Le choix de l’énergie est déterminé par de nombreux facteurs : type de sports, intensité, durée, capacité individuelle, les types de muscles sollicités, entrainement, compétition ou repos. Tout ceci est déterminé par l’utilisation d’oxygène et donc par le réflexe que nous avons à augmenter notre respiration durant l’effort
| Type d'activité | Métabolisme | Nutriments utilisés | Activité |
|---|---|---|---|
| En aérobie | Quand le sang transport l’optimum d’oxygène au muscle | Lipides Glucides | Exercice de faible intensité Première phase d’exercice intense |
| En anaérobie | Quand apport en oxygène est limité | Glucides | Exercice intense Dernière phase d’un exercice de faible intensité |
Utilisation de l'énergie durant l'activité physique
Les glucides sont une source vitale d’énergie, l’approvisionnement en glycogène des cellules musculaires pourrait optimiser la performance en terme d’intensité et de durée d’exercice.
Quelques recommandations
Entrainement
Insister sur l’hydratation, alimentation avec répartition équilibrée (15% protides, 30% lipides et 55% glucides) de préférence des sucres lents, éviter les surcharges de sucres simples.
Pré-compétition
Objectifs stockage maximum de glycogène en action : augmenter l’apport alimentaire les glucides (jusqu’à 70% de la ration) et diminuer l’activité d’entrainement. Boire beaucoup pour augmenter son capital hydrique.
Repas avant la compétition
Riches en glucides complexes, 3h avant : hyper-glucidique, normo-protidique, et hypo-lipidique pour améliorer la digestion. PAS de sucre à jeun = hypoglycémie.
Pendant l’effort
Hydratation obligatoire et indispensable, sur un effort long : boire toutes les 15 minutes 150ml. Boisson non fraîche et non sucrée à 5% environ pour des raisons de confort digestif, boisson dite mixte : glucose et fructose (20g /h dans 500ml d’eau légèrement salée).

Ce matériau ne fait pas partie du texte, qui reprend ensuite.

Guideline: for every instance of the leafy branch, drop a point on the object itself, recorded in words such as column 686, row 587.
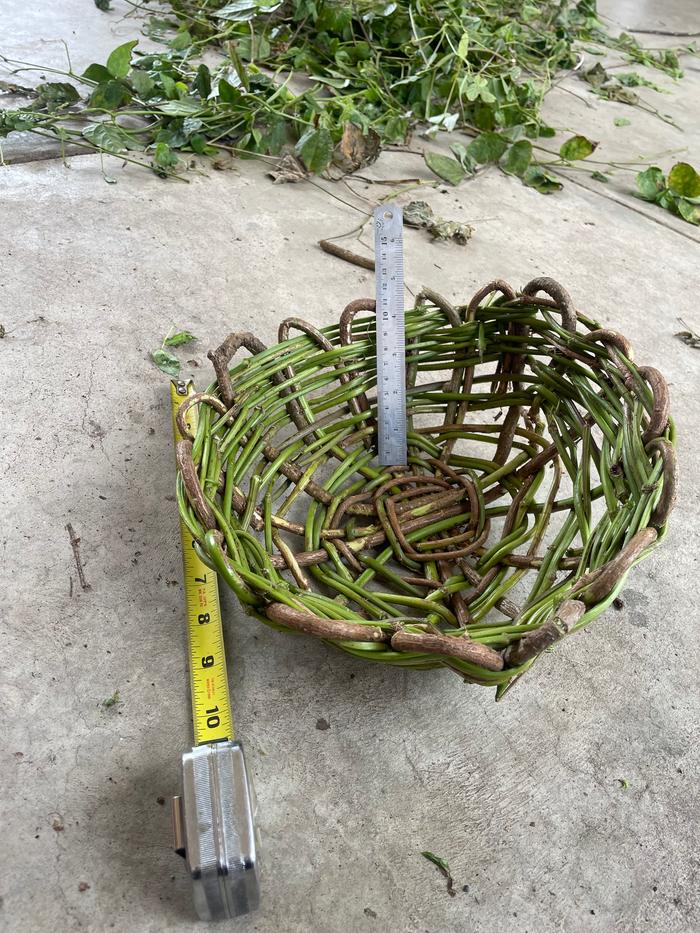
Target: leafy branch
column 375, row 71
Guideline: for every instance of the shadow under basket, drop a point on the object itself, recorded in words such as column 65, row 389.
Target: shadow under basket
column 540, row 468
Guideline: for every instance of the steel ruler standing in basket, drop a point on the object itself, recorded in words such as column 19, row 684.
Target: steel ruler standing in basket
column 214, row 819
column 391, row 342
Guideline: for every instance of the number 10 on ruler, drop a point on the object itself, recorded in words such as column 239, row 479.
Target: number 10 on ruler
column 391, row 346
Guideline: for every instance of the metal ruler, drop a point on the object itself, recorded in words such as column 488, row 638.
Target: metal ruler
column 214, row 818
column 391, row 342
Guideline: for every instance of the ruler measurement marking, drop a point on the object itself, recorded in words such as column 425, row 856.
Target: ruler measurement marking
column 211, row 707
column 391, row 344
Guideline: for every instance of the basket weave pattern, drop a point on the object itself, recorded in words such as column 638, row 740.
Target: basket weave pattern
column 541, row 468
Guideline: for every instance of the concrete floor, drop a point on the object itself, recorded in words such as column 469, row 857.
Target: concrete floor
column 525, row 799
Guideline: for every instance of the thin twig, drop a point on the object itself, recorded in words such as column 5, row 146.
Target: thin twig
column 75, row 544
column 364, row 261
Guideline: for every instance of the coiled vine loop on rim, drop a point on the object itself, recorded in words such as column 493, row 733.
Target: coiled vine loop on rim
column 541, row 468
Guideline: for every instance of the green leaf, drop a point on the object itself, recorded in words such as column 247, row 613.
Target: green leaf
column 444, row 167
column 228, row 94
column 240, row 11
column 536, row 177
column 57, row 94
column 108, row 137
column 464, row 158
column 182, row 41
column 202, row 81
column 169, row 86
column 441, row 863
column 518, row 158
column 578, row 147
column 96, row 73
column 142, row 83
column 180, row 108
column 110, row 96
column 689, row 211
column 488, row 147
column 166, row 362
column 178, row 339
column 164, row 156
column 315, row 148
column 596, row 76
column 119, row 60
column 684, row 180
column 651, row 183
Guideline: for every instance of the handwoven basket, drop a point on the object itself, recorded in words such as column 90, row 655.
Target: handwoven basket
column 541, row 468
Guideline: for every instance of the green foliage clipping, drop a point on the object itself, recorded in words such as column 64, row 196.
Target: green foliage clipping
column 385, row 68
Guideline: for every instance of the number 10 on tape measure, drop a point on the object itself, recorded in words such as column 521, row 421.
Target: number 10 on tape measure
column 211, row 705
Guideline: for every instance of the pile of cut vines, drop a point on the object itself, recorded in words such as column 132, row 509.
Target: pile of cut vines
column 335, row 81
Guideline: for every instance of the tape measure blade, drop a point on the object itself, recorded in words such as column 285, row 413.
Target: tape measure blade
column 390, row 330
column 211, row 704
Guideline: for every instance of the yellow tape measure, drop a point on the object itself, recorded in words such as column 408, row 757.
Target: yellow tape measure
column 211, row 705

Collation de 20 à 50g de glucides en fonction de l’effort toutes les heures.
Récupération
Retrouver l’équilibre de l’organisme en augmentant l’apport hydrique jusqu’à 200%, 40 à 60g de glucides par heure de récupération et de préférence des aliments riches en potassium (rôle dans le bon fonctionnement cellulaire : cœur, système nerveux, muscle et régularise la quantité et la répartition en eau) et magnésium (assure un bon équilibre nerveux et régularise excitabilité neuro-musculaire).
Tous ces conseils sont à coupler avec les recommandations de base d’une alimentation équilibrée.